Compelling studies of the brain have showcased how MERFISH can be used to illuminate the rich cellular heterogeneity and organization this organ is known for. In 2018, Moffitt et al. used MERFISH, in combination with single cell-RNA sequencing, to map the identities and locations of over 70 cell types in the mouse preoptic hypothalamus [Reference Moffitt11]. While the region was known to house cell types that play roles in phenomena including sleep, social behavior, and homeostatic function, the significance of the structural organization of these cells was not understood. By creating cell-by-cell profiles of gene expression informed by spatial context, the researchers began to understand how different cell types within the hypothalamic preoptic region are organized to form behavior circuits underlying many behavioral phenomena, and they were even able to characterize which populations of neurons become active during different mouse behaviors.

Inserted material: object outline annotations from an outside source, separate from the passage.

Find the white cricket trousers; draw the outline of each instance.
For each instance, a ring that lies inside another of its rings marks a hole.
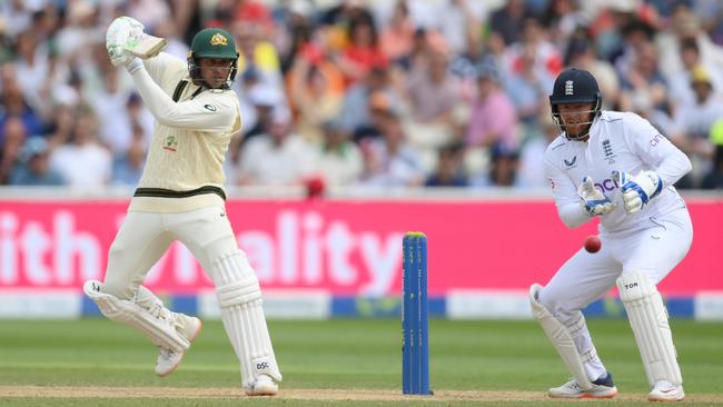
[[[658,284],[685,257],[693,241],[686,208],[651,217],[633,230],[601,234],[602,248],[590,254],[581,248],[539,291],[542,302],[565,326],[583,318],[581,310],[615,287],[626,272],[642,271]],[[587,330],[571,332],[581,355],[594,345]],[[600,358],[585,364],[591,380],[605,374]]]
[[[222,207],[180,214],[129,211],[110,246],[103,291],[122,299],[131,299],[138,292],[137,301],[145,302],[151,294],[140,285],[175,240],[191,251],[206,272],[214,270],[215,259],[238,250]]]

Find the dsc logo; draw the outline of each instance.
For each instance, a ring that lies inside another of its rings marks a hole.
[[[595,182],[595,188],[600,189],[603,192],[610,192],[613,189],[617,188],[617,180],[607,178],[602,182]]]
[[[663,135],[655,135],[655,137],[651,139],[651,147],[657,146],[657,143],[661,142],[663,139],[664,139]]]

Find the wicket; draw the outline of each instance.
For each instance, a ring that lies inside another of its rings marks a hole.
[[[402,250],[402,393],[429,395],[427,237],[405,234]]]

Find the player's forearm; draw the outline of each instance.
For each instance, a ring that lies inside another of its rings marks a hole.
[[[148,75],[145,68],[132,71],[131,77],[146,107],[156,120],[169,127],[206,131],[230,130],[234,125],[232,111],[195,102],[175,102]],[[204,113],[207,109],[212,115]]]
[[[692,169],[691,160],[685,153],[674,148],[660,163],[655,172],[663,180],[663,187],[672,186]]]
[[[138,93],[143,99],[146,107],[161,125],[168,125],[168,118],[174,116],[176,102],[151,79],[145,68],[136,69],[131,73]]]
[[[570,229],[587,224],[593,219],[580,208],[580,204],[572,202],[557,205],[557,215],[563,224],[565,224]]]

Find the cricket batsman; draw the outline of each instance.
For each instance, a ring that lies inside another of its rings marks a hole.
[[[231,136],[241,129],[238,98],[229,88],[237,71],[234,39],[222,29],[204,29],[182,61],[159,53],[161,39],[120,17],[106,40],[112,64],[128,70],[156,126],[142,177],[108,254],[105,281],[87,281],[83,289],[107,318],[157,345],[156,373],[170,375],[201,321],[171,312],[141,284],[169,245],[181,241],[216,286],[246,394],[276,395],[281,374],[259,282],[225,209],[222,163]]]
[[[545,151],[557,214],[570,228],[600,218],[602,249],[581,248],[545,287],[533,285],[534,317],[573,378],[549,389],[558,398],[612,398],[581,310],[617,287],[637,343],[653,401],[682,400],[683,378],[667,311],[656,285],[683,260],[693,240],[685,202],[673,185],[687,157],[635,113],[601,110],[587,71],[568,69],[549,97],[562,135]]]

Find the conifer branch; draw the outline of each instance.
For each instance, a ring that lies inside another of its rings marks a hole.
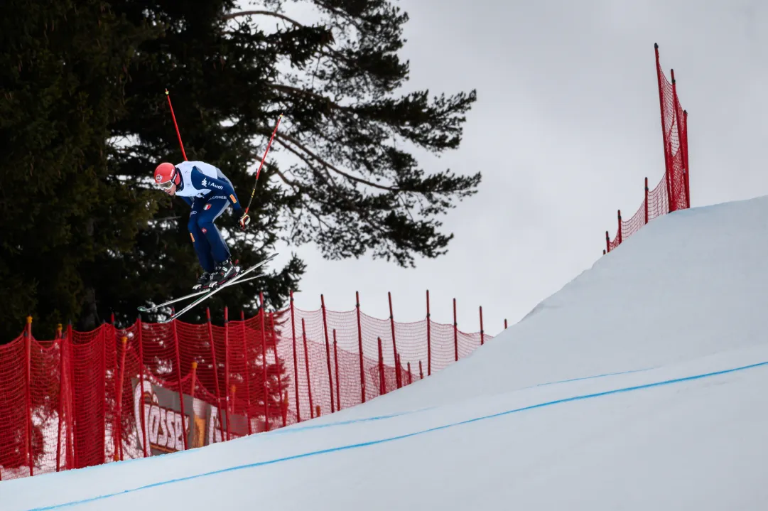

More recently, in a 2020 preprint, Wang et al. used MERFISH to conduct quantitative, high-resolution spatial profiling of ~4,200 RNA species within mouse hippocampal neurons to form a cell atlas of the distinct transcriptomic regions inside individual neurons [Reference Wang10]. The authors detected approximately 11,000 RNA molecules per cell and found that cell bodies, axons, dendrites, and even smaller dendritic regions, had their own distinct transcriptional profiles. This likely contributes to their relatively autonomous nature in the brain. Overall, this cell atlas will serve as a quantitative resource for future studies of localized functions within neurons.
The Future of MERFISH
Using MERFISH to explore the brain is just the beginning. This technology is a tool for a new generation of genomic discovery that not only distinguishes cell types within a tissue sample but also identifies functionally distinct regions within individual cells. MERFISH studies are already contributing to our understanding of what defines a cell's identity, and results hint at how immensely nuanced and complex this definition will be (Figure 3). MERFISH-generated cell atlases may help researchers address a wide array of questions spanning from the determination of cell fate and organization during development to the regulation of gene expression in cells during aging, disease, and even drug treatment. MERFISH technology is also capable of exploring how environmental context can alter otherwise-identical cells; for example, to examine how different oxygen and nutrient levels experienced by the two poles of the human liver have resulted in liver cells with distinct phenotypes. Overall, as MERFISH becomes more widespread, it will prove to be a highly efficient and versatile tool to interrogate the inner workings of biology on a cell-by-cell level. As researchers explore more high-resolution spatial and phenotypic data, they'll map out uncharted regions and shed light on new unknowns with every experiment.